Ecco come Chateaubriand tratta gli atei che si dicono morali:

Vi sono due specie di atei ben distinte: i primi, coerenti nei loro principi, proclamano senza esitare che non vi è alcun Dio e, di conseguenza, nessuna differenza tra il bene ed il male;… Gli altri sono i galantuomini dell’ateismo, gli ipocriti dell’incredulità; personaggi assurdi, che, con falsa soavità, arriverebbero a tutti gli eccessi per sostenere la loro teoria: vi chiamerebbero fratel mio nell’atto stesso di scannarvi; hanno costantemente in bocca la morale e l’umanità; e sono tre volte più malvagi, perché uniscono ai vizi dell’ateo l’intolleranza del settario e l’amor proprio dell’autore.

F.R. de Chateaubriand, Genio del Cristianesimo, I, VI, V, vol.
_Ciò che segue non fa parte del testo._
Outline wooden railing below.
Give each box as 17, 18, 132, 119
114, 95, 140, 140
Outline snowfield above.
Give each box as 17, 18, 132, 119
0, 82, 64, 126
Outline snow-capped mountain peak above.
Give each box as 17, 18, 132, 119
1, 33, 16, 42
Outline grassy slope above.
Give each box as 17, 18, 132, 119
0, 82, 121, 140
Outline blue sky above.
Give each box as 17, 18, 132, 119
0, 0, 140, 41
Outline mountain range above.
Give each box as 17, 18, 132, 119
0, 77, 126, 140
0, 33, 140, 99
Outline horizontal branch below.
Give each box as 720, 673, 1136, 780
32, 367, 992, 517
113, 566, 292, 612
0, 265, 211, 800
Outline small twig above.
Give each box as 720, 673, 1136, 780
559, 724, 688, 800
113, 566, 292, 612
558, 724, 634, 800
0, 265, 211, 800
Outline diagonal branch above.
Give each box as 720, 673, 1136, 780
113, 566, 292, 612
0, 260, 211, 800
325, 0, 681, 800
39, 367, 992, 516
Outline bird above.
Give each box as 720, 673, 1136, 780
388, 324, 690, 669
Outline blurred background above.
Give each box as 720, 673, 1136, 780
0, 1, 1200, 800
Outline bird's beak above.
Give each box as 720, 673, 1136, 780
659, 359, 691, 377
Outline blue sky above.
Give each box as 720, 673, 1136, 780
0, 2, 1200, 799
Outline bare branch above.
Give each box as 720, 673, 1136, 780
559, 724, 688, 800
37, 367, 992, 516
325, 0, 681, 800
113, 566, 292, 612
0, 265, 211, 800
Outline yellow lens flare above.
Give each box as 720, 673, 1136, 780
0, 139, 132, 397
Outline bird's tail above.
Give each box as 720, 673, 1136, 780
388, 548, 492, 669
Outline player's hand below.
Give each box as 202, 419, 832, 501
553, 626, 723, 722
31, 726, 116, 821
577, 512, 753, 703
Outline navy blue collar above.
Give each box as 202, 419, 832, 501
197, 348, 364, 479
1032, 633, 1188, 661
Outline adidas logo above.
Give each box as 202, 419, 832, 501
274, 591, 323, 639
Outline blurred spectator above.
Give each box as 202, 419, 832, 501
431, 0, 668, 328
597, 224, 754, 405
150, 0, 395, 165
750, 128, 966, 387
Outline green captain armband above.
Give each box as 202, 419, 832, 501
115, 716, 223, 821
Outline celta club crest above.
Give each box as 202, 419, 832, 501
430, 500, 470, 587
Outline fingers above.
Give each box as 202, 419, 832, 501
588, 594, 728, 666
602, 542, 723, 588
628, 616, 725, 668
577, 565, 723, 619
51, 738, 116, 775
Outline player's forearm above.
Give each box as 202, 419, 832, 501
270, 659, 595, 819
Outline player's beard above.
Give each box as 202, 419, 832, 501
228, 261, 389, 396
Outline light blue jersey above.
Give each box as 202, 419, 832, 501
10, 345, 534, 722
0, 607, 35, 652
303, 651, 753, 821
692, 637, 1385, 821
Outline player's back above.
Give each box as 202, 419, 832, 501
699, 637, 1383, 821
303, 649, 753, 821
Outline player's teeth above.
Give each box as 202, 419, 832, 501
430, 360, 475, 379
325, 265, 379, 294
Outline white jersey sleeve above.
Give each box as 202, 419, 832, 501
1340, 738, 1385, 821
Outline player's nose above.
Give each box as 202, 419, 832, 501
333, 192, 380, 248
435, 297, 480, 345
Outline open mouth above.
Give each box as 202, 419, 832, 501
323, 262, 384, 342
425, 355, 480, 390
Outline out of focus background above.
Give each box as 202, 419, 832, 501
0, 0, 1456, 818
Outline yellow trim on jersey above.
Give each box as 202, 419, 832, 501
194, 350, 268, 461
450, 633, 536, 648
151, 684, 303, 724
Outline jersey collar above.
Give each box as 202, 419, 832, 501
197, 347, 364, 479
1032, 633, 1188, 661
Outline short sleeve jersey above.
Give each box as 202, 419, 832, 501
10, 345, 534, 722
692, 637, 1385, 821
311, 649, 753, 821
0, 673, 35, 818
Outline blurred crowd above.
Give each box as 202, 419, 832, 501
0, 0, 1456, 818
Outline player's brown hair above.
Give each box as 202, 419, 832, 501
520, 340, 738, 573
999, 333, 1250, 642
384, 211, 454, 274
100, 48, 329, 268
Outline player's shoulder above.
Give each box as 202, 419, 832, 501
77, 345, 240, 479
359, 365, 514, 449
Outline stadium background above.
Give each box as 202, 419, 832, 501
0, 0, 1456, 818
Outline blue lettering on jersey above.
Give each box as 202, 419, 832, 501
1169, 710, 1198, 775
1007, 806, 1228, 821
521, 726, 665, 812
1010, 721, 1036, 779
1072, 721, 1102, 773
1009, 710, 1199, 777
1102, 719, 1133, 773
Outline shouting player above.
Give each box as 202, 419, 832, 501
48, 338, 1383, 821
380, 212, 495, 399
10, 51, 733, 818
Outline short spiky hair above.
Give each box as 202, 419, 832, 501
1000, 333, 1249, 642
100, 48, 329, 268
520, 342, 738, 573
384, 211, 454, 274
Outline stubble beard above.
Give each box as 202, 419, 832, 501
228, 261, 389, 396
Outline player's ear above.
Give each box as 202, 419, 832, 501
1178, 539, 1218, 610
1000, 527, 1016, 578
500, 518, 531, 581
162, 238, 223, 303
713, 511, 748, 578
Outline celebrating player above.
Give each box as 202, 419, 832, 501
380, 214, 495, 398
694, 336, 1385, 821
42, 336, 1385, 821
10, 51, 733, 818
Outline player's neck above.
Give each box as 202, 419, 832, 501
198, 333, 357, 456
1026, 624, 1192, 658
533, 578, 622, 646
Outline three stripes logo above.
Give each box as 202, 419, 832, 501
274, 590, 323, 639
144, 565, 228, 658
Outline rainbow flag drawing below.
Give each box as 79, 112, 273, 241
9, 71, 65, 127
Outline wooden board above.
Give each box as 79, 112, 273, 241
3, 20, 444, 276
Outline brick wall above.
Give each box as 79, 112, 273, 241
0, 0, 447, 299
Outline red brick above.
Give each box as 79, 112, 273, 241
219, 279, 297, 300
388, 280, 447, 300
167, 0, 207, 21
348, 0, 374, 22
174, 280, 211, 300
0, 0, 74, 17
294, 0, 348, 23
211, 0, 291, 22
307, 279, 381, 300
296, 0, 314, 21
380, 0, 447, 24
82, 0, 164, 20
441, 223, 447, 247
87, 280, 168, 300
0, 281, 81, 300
I, UTET, Torino 1949,  p. 220.

Con una finissima analisi psicologica, Platone individua perfettamente il punto debole di chi non fonda la sua morale su valori assoluti.

Di coloro che non credono che:

…assomigliare a Dio è acquistare giustizia e santità, e insieme sapienza…

egli dice:

…se non ché una cosa capita loro, che è questa: che se debbano in una conversazione privata dar ragione di cose che spregiano e accogliere le ragioni altrui, e vogliono per un certo tempo tener testa animosamente alla disputa e non abbandonarla disanimati; ecco che allora, mio caro, finiscono col trovarsi in una condizione stranissima, non essendo più soddisfatti nemmeno essi stessi di quello che dicono, e tutta quella loro eloquenza, non so come, si spegne, e appariscono né più né meno che fanciulli.

Platone, Teeteto, 176-177, Laterza, Bari 1950, pp. 321-322.

 

Anche Hegel fa notare che il materialismo fa decadere l’oggettività dei valori etici e morali:

Da ciò deriva una importante conseguenza: in questa modalità empirica, le determinazioni e le leggi giuridiche ed etiche, come pure il contenuto della Religione, appaiono come qualche cosa di accidentale, e quindi si rinuncia alla loro oggettività e intima verità.

G.F. Hegel, Enciclopedia delle scienze filosofiche, § 39Rusconi, Milano 1996, pp. 155-156.

 

…lo Stato è lo sviluppo e la realizzazione dell’Eticità, ma la sostanzialità della stessa Eticità e dello Stato è la Religione.

 G.F. Hegel, Enciclopedia delle scienze filosofiche, § 552Rusconi, Milano 1996, p. 881.

 

D’altro canto, essere materialisti significa credere che l’unica realtà sia la materia: che posto possono avere in questa concezione i valori dello spirito? Questi non sono altro che stati fisici delle nostre cellule neurali. Pertanto Bene e Giusto non sono che fantasie della mente umana, che non hanno alcun corrispettivo nella Realtà vera, quella materiale.